Most people don't generally get too concerned when their fingernails start growing long and strong, but one of the earlier signs of pregnancy is rapid nail growth. "Although not all women will experience this symptom, increased hormone production, circulation and nutrients can lead to manicure-ready hands," says Gonima. So, if you've been trying to conceive, take note if you notice this change.
You should never ignore leg pain, especially if you are taking birth control. "One of the most dangerous side effects of hormonal birth control is the increased risk for blood clots, especially deep vein thrombosis (DVT)," says Gonima. "Although somewhat rare, women older than 35 and smokers are particularly susceptible to developing DVT and blood clots while taking hormonal birth control. If you’ve noticed a deep pain in your calf, temperature differences in your legs or shortness of breath, talk to your OB/GYN immediately."
8Easily Broken Bones
If you stub your toe and end up with a fracture or bump your hand off a counter and fracture a finger, you may be experiencing bone loss. "Women are susceptible to osteoporosis, a condition that occurs when the body makes too little bone," says Gonima. "Menopausal women in particular should tell their physicians about injuries that occur more easily and frequently than usual." A simple in-office bone density test can often diagnose the condition and lead to effective treatment.
If you find that you're always bloated no matter what you eat, something else might be at play. "[I]f you are feeling a mass or a solid area in your lower abdomen, you need to call your doctor," says Vaught. "This can be a variety of things: from an undiagnosed or unrealized pregnancy, to a uterus with fibroids that is making it enlarged, to an ovarian cyst or a mass on the ovary." A quick trip to your OB/GYN can help get to the root of the problem, as well as how to fix it.
It's actually quite common to have some type of discharge most days, but there are some red flags to look out for if things seem a bit off. "It is not normal for your discharge to itch, smell, or burn on a regular basis," Dr. Octavia Cannon tells Bustle. "Go see your gynecologist. You may have an infection or a bladder problem."

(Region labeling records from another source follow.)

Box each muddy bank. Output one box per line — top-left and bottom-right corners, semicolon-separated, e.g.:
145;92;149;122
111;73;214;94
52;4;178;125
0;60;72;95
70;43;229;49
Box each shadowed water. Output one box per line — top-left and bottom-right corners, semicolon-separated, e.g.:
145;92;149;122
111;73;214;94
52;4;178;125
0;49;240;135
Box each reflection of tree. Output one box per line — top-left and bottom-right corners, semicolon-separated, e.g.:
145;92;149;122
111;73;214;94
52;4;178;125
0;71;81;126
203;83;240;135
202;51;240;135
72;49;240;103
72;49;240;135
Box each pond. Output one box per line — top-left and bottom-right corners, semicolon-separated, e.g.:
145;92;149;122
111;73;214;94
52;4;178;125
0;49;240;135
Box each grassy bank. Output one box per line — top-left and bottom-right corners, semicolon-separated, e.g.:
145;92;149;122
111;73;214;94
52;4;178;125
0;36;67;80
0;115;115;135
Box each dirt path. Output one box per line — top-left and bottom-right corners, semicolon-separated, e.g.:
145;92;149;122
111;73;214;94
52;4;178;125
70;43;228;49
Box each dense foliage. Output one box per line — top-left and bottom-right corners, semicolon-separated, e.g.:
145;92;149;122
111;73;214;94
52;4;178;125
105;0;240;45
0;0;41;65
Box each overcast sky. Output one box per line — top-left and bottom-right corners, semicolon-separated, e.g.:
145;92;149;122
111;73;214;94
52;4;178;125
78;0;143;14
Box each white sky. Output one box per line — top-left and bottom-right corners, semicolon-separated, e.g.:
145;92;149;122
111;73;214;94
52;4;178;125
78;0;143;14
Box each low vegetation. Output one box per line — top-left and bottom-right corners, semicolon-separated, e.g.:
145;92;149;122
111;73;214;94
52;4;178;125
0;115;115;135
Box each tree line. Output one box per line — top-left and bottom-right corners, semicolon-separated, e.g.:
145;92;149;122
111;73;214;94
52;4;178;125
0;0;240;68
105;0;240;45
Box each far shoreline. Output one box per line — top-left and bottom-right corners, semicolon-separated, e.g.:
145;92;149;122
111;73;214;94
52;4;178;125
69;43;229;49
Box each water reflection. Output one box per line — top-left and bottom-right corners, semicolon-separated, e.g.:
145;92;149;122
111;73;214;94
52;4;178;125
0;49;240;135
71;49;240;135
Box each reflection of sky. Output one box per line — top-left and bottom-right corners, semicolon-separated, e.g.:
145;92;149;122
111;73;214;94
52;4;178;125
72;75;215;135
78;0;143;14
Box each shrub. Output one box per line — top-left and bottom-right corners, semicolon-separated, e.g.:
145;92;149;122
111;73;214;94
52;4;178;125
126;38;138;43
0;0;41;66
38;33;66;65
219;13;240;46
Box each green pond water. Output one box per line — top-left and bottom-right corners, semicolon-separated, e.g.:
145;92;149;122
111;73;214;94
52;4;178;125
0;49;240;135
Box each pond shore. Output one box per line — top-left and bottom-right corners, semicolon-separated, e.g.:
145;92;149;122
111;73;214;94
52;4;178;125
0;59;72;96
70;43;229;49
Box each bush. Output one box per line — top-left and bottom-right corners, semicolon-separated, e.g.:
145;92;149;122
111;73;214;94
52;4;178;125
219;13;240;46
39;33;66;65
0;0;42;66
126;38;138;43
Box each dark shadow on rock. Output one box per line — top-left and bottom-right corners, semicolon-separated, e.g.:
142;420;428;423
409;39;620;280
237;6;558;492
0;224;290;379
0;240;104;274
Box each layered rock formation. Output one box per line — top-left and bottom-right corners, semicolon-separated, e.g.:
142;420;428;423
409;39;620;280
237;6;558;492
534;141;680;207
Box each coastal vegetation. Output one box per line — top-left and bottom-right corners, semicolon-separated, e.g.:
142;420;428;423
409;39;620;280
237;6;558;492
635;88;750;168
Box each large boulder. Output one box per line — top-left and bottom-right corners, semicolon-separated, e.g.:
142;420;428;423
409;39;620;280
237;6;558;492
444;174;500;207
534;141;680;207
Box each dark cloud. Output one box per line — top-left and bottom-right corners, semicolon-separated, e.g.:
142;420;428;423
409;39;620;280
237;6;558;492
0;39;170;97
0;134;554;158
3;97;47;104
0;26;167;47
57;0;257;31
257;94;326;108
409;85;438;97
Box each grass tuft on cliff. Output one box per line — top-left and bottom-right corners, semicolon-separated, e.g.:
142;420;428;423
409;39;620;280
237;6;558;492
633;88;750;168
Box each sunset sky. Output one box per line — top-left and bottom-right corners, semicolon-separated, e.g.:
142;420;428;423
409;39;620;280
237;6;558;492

"Although other medical conditions can cause them, hot flashes most commonly are due to menopause, which can also be a sign of declining fertility," Dr. Shahin Ghadir tells Bustle. "They can also be a side effect to prescription drugs, a sign of a food intolerance, a thyroid issues or anxiety." If you notice that hot flashes are becoming a problem for you, consulting your doctor can help you find out what may be causing them.
Although many of these symptoms should not be cause to freak out, checking in with your doctor when something seems amiss is the best way to keep on top of your health.